It seems that we must see language, along with the reality language describes/creates, existing in a hierarchy. At the top we have God, who in Christian theology can only be defined as Father, Son, and Holy Spirit, one God in three persons. Then at the bottom we have words like “green,” a collection of phonetic sounds that can refer to a color, a newbie on the job, a person with sea-sickness, and so on. Yet while these phonetic sounds can take on meanings essentially unrelated to each other, they each manifest connections to a particular idea. More fluidity in language exists at the bottom of the mountain, but . . . not chaos. Then somewhere in the middle of reality, we have words such as “male and female,” which have more defined limits, along with a degree of contextual meaning.
Though the Cratylus fails to stick the landing on a unified theory of language, Socrates rightly intuits that correct naming is a “beautiful work.” We recognize beauty when we recognize a pattern, a pattern of the marriage of heaven and earth, of unity and diversity.^^ When this reality gets warped both the language absolutist and the language relativist both destroy the beauty of language and its meaning. Contrary to some, language is not a tool of power, but of meaning. When weaponized we lose beauty, wisdom, and also power.

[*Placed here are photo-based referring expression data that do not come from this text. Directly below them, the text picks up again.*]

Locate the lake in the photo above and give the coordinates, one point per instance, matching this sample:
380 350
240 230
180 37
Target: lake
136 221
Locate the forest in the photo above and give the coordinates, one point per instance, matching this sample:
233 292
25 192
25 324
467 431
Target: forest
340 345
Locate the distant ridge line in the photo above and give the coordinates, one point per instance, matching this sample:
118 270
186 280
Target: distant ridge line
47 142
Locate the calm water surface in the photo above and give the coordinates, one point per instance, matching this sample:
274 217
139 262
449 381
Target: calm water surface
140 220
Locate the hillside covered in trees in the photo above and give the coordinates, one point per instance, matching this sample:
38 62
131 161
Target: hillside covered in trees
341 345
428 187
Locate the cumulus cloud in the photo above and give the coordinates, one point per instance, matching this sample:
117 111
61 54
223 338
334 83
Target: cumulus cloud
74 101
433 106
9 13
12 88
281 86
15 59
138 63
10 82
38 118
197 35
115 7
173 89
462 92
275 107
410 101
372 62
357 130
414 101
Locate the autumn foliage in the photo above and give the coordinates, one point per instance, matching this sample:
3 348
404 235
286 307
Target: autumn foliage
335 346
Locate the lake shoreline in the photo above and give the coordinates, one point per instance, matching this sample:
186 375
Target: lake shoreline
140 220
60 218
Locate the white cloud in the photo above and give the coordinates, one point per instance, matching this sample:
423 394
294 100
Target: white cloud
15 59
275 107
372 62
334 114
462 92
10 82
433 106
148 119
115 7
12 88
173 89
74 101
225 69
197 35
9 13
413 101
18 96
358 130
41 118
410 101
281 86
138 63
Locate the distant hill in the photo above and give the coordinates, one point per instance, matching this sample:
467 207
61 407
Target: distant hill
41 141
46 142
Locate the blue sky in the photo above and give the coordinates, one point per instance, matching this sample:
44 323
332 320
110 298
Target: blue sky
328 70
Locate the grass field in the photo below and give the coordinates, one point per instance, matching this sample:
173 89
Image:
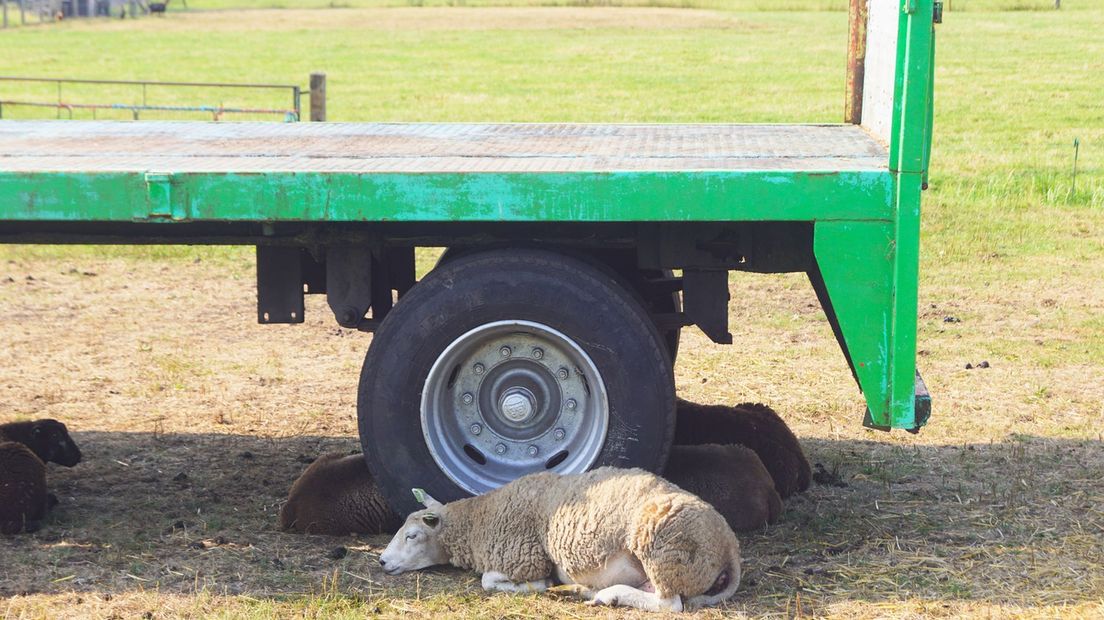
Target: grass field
995 510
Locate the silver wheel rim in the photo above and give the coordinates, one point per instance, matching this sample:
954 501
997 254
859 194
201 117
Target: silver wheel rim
509 398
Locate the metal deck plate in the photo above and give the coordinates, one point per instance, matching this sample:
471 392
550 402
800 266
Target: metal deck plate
455 148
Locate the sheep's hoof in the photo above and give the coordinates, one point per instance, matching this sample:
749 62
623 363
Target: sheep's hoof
571 590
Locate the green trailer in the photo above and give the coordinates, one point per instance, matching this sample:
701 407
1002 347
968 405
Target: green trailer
545 337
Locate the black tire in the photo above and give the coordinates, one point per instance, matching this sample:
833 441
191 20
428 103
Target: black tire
637 280
565 294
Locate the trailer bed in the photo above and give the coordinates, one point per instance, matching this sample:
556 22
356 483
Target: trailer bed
192 171
430 148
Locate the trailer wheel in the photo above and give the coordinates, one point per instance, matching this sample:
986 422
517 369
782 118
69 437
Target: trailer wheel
508 362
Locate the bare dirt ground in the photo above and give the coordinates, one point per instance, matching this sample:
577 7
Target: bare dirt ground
194 420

For in reality, power cannot truly exist without its connection to Heaven.
*I should state now that I am a rank amateur in my knowledge of Plato and Aristotle. My critique is not meant to deny their rightful place in the history of philosophy.
**Here we see more evidence of Andrew Kern’s suggestion that weaving and wisdom are interrelated in the ancient world, thus, the Luddites rebellion against mechanical looms had little to do with economics and much more to do with maintaining meaning and coherence in society.
^This dilemma is really no dilemma at all to those who understand Christian theology. The Church has always said that the answer to the above dilemma involves splitting the horns–things are “good” because God made them, and are stamped with God’s being and character.
^^I will attempt an explanation of my meaning by thinking about a spectacular sunset. We look up, and see light from above-that’s purity/Heaven. The light then transforms, becomes more fluid/diverse as it interacts with matter, the stuff of Earth. This combination produces the beauty we are drawn to.
While only God is eternal and infinite, this union of Heaven and Earth will continue into eternity. In His resurrection Christ continues to have a physical body. And when He returns, He will descend, and we will rise to “meet Him in the air.”